Controlling Kubernetes Network Traffic
Ingress NGINX is retiring and it got me thinking about how convoluted network traffic control has become in Kubernetes. You've got your CNI for connectivity, network policies for security, ingress controllers or Gateway API for north-south routing, maybe a service mesh for east-west traffic, and honestly most apps don't need all of this. The real decision most people face is simpler: ingress controller vs Gateway API.
Here's the thing: if you just need basic HTTP/HTTPS routing and you're already comfortable with nginx or Traefik, stick with ingress controllers. They work, they're stable, tooling is mature. Gateway API makes sense if you need advanced stuff like protocol-agnostic routing, cross-namespace setups, or you're running multi-team environments where role separation matters. All three clouds (AWS ALB Controller, Azure AGIC, GKE Ingress) have solid managed options for both approaches now. Gateway API is clearly the future, but "future-proof" doesn't mean you need to migrate today.
Network jobs roundup: AI certs pay, skills gap persists, mixed employment signals
The network jobs market is weird right now. AI certifications are commanding 12% higher pay year-over-year while overall IT skills premiums dropped 0.7%. CompTIA just launched AI Infrastructure and AITECH certs, Cisco added wireless-only tracks (CCNP/CCIE Wireless launching March 2026). Meanwhile unemployment for tech workers sits at 2.5-3% depending on who's counting, but large enterprises keep announcing layoffs while small/midsize companies are actually hiring.
Skills gap is real though- 68% of orgs say they're understaffed in AI/ML ops, 65% in cybersecurity. Telecom lost 59% of positions to automation, and survey data shows 18-22% of IT workforce could be eliminated by AI in the next 5 years. But demand for AI/ML, cloud architecture, and security skills keeps growing. The takeaway: upskill in AI and automation or get left behind, especially if you're in support, help desk, or legacy infrastructure roles.
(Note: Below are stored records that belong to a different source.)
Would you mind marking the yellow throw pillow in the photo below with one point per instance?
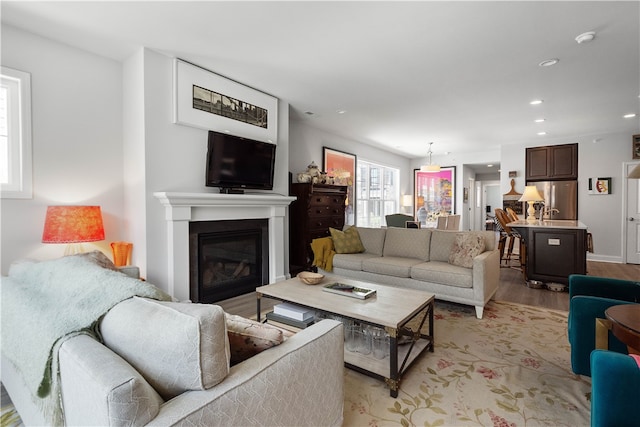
(346, 242)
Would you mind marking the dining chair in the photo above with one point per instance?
(512, 214)
(453, 222)
(508, 233)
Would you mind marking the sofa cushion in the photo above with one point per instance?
(407, 243)
(443, 273)
(115, 393)
(248, 337)
(441, 243)
(390, 266)
(347, 241)
(352, 261)
(175, 346)
(465, 248)
(372, 239)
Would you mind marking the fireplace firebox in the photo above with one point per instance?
(227, 258)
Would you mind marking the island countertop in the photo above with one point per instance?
(549, 223)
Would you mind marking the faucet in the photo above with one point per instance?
(547, 210)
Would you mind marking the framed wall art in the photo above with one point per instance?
(434, 193)
(600, 186)
(210, 101)
(342, 167)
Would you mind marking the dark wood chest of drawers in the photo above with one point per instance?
(317, 208)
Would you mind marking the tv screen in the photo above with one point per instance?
(235, 163)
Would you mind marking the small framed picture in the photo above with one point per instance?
(599, 186)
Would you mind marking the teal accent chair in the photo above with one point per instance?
(615, 384)
(397, 220)
(589, 297)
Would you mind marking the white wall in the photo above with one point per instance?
(602, 214)
(77, 142)
(102, 134)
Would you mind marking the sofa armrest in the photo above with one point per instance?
(486, 275)
(299, 382)
(619, 289)
(100, 388)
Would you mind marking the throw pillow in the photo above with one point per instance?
(347, 241)
(175, 346)
(466, 247)
(248, 337)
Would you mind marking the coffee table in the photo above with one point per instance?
(625, 325)
(402, 313)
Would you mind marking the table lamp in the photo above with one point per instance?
(73, 225)
(531, 195)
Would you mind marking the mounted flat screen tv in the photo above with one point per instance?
(235, 164)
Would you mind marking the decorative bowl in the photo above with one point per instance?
(557, 287)
(535, 284)
(310, 278)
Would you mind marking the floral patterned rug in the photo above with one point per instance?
(511, 368)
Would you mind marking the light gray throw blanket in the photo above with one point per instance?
(45, 303)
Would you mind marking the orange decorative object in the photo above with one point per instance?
(73, 224)
(121, 253)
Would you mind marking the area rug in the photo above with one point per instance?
(511, 368)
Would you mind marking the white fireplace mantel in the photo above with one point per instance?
(182, 208)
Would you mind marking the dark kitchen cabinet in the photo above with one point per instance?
(554, 162)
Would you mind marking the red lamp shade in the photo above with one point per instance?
(73, 224)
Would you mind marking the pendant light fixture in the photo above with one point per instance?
(430, 167)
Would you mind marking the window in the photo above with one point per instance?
(377, 192)
(15, 134)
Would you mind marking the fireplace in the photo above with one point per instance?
(227, 258)
(181, 209)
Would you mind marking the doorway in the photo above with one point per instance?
(631, 218)
(491, 199)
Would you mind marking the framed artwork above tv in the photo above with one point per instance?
(207, 100)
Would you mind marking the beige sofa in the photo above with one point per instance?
(422, 259)
(166, 363)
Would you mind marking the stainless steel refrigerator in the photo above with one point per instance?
(561, 195)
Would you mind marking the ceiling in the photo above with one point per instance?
(459, 74)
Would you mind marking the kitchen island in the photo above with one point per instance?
(554, 249)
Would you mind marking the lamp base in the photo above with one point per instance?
(74, 249)
(531, 211)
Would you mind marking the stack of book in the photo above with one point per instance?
(292, 315)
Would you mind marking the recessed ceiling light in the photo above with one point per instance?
(586, 37)
(549, 62)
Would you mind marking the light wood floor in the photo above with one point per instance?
(512, 288)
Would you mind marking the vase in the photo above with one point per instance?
(121, 253)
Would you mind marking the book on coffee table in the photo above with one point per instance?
(349, 290)
(300, 324)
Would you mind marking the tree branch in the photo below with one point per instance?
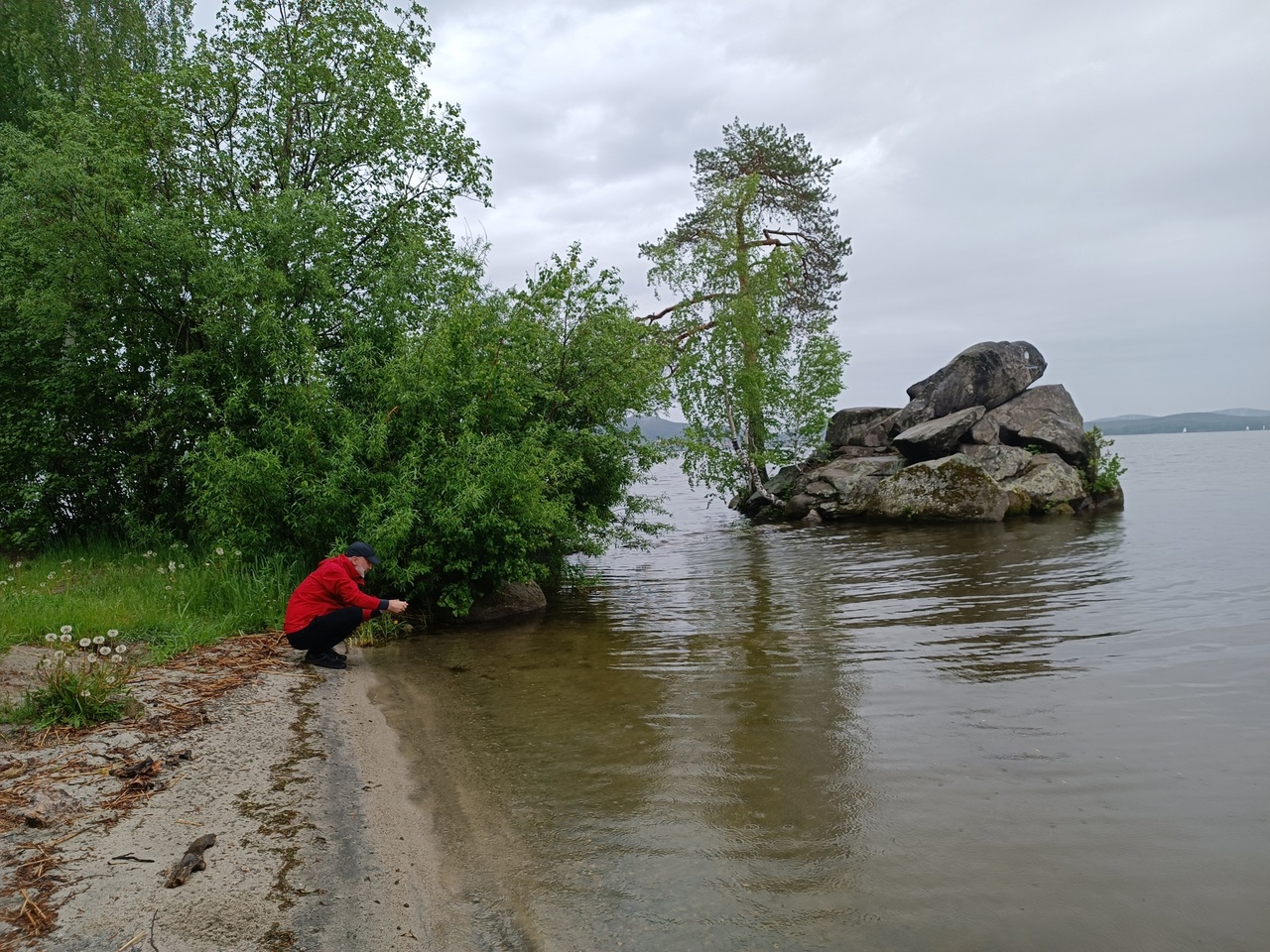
(686, 302)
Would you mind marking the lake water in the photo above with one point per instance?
(1037, 735)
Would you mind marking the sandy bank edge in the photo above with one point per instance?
(318, 844)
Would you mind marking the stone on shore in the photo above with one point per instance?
(938, 436)
(862, 426)
(1052, 485)
(975, 442)
(952, 488)
(984, 375)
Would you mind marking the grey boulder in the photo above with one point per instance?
(952, 488)
(984, 375)
(938, 436)
(862, 426)
(1051, 484)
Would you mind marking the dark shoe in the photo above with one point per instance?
(326, 658)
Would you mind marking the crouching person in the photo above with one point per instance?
(327, 606)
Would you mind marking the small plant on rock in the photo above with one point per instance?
(1103, 471)
(84, 682)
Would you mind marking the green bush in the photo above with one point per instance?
(82, 683)
(1103, 470)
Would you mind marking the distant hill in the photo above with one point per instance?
(654, 426)
(1218, 421)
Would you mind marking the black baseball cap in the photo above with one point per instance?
(365, 551)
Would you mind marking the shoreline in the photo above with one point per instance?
(318, 842)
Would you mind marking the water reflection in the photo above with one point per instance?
(853, 737)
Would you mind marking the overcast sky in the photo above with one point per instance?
(1091, 177)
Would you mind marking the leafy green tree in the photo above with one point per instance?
(239, 315)
(185, 252)
(493, 447)
(71, 49)
(753, 275)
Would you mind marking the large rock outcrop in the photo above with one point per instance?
(985, 375)
(975, 442)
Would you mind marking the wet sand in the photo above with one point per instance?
(320, 839)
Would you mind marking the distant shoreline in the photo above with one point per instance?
(1182, 422)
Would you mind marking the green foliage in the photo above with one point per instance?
(1103, 471)
(754, 273)
(492, 449)
(235, 313)
(79, 49)
(84, 682)
(169, 599)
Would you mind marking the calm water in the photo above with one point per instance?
(1042, 735)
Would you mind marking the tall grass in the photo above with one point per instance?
(171, 599)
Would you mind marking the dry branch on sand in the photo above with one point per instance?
(85, 777)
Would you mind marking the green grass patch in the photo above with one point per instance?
(171, 599)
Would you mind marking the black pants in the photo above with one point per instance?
(325, 631)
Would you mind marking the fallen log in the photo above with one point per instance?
(191, 862)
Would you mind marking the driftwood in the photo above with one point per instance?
(191, 862)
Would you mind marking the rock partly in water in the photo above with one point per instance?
(983, 375)
(515, 598)
(952, 488)
(975, 442)
(1052, 485)
(1001, 462)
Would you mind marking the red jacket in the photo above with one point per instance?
(334, 584)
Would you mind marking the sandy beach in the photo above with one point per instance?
(320, 841)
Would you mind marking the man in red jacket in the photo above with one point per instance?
(327, 606)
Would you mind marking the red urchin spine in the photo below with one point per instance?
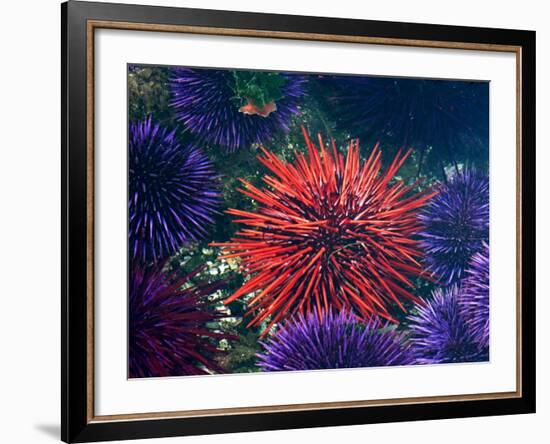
(328, 232)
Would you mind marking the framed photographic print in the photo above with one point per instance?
(279, 221)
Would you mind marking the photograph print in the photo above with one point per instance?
(284, 221)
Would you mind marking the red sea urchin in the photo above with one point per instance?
(329, 231)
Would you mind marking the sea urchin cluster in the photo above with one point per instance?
(172, 193)
(332, 341)
(330, 232)
(168, 325)
(456, 223)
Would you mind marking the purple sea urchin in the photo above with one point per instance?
(474, 299)
(168, 325)
(417, 112)
(439, 332)
(204, 103)
(172, 193)
(456, 223)
(332, 341)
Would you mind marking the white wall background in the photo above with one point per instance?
(30, 207)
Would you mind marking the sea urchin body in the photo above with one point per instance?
(332, 341)
(456, 223)
(329, 232)
(172, 193)
(441, 334)
(204, 102)
(168, 325)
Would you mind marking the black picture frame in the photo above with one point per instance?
(77, 425)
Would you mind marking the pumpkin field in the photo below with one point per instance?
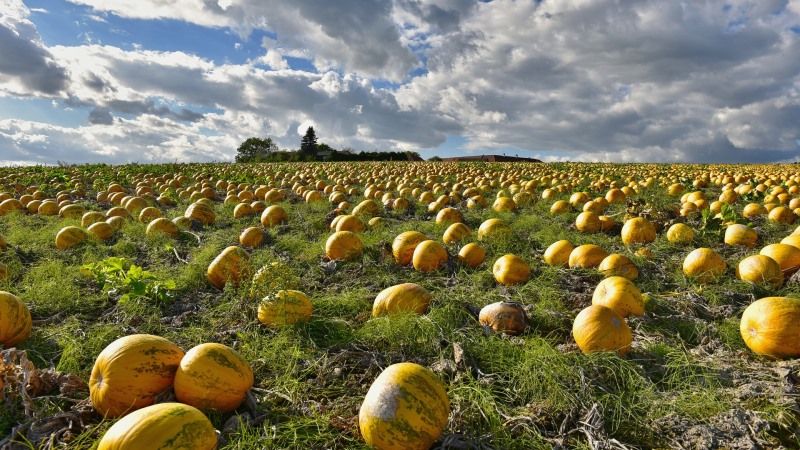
(400, 305)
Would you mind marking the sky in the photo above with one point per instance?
(117, 81)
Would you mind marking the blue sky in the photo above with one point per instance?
(120, 81)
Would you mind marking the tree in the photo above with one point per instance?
(255, 149)
(308, 145)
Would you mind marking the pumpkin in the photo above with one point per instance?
(213, 377)
(638, 231)
(286, 307)
(588, 222)
(273, 215)
(680, 233)
(504, 317)
(343, 246)
(162, 226)
(406, 297)
(599, 329)
(771, 327)
(163, 426)
(619, 294)
(787, 256)
(760, 270)
(704, 265)
(557, 254)
(101, 230)
(586, 256)
(455, 233)
(251, 237)
(15, 320)
(131, 371)
(404, 244)
(472, 255)
(231, 265)
(616, 264)
(738, 234)
(429, 256)
(201, 212)
(69, 237)
(511, 269)
(405, 408)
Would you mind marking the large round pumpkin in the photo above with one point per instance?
(162, 426)
(771, 327)
(404, 244)
(619, 294)
(704, 265)
(406, 297)
(429, 256)
(343, 246)
(286, 307)
(213, 377)
(131, 371)
(15, 320)
(504, 317)
(600, 329)
(405, 408)
(69, 237)
(511, 269)
(229, 266)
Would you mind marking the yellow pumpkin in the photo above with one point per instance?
(738, 234)
(472, 255)
(511, 269)
(163, 426)
(15, 320)
(704, 265)
(69, 237)
(760, 270)
(406, 297)
(787, 256)
(406, 408)
(619, 294)
(586, 256)
(404, 244)
(771, 327)
(429, 256)
(557, 254)
(286, 307)
(600, 329)
(619, 265)
(638, 231)
(213, 377)
(131, 371)
(231, 265)
(343, 246)
(504, 317)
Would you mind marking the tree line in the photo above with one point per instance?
(257, 149)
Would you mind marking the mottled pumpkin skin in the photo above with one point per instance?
(619, 294)
(771, 327)
(406, 297)
(599, 329)
(504, 317)
(15, 320)
(69, 237)
(131, 371)
(343, 246)
(404, 244)
(406, 408)
(286, 307)
(165, 426)
(229, 266)
(511, 269)
(213, 377)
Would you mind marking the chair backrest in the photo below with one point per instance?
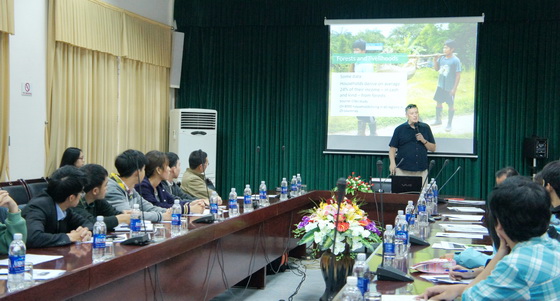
(17, 191)
(35, 186)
Three Lessons from the Recent AWS and Cloudflare Outages
AWS US-EAST-1 went down for 15 hours in October (DNS race condition in DynamoDB), Cloudflare ate it in November (oversized Bot Management config file crashed proxies globally). Both followed the same pattern: small defect in one subsystem cascaded everywhere. The lessons are obvious but worth repeating: design out single points of failure with multi-region/multi-cloud by default, use AI-powered monitoring to correlate signals and automate rollback (monitoring without automated response is just expensive alerting), and actually practice your DR plan regularly because you fall to the level of your practice, not rise to your runbook.
The deeper point: complexity keeps growing with every new region and service, multiplying ways a small change can blow up globally. The answer is designing for failure: limit blast radius, decouple planes, automate validation. No provider is immune, so your architecture needs to assume failures will happen and route around them automatically.
Test your DR plan with chaos engineering, not hope- Google SRE Practice Lead
Google's SRE team wrote a piece on why your disaster recovery plan probably doesn't work and how chaos engineering proves it. The premise: systems change constantly (microservices, config updates, API dependencies), so that DR doc you wrote last quarter is already outdated. Chaos engineering lets you run controlled experiments—simulate database failovers, regional outages, resource exhaustion, and measure if you actually meet your SLOs during the disaster.
It's not about breaking things randomly. You define steady state, form a hypothesis (like "traffic will failover to secondary region in 3 minutes with <1% errors"), inject a specific failure, and measure what happens. The key insight is connecting chaos to SLOs. Traditional DR drills might "pass" because backup systems came online, but if it took 20 minutes and burned your entire error budget, customers saw you as down. Start small with one timeout or retry test, build confidence, scale from there.
Stelvio: AWS for Python devs
Stelvio is a Python framework that lets you define AWS infrastructure in pure Python with smart defaults handling the annoying bits. Run stlv init, write your infra in Python (DynamoDB tables, Lambda functions, API Gateway routes), hit stlv deploy and you're done. No Terraform, no CDK yaml hell, no mixing infrastructure code with application code.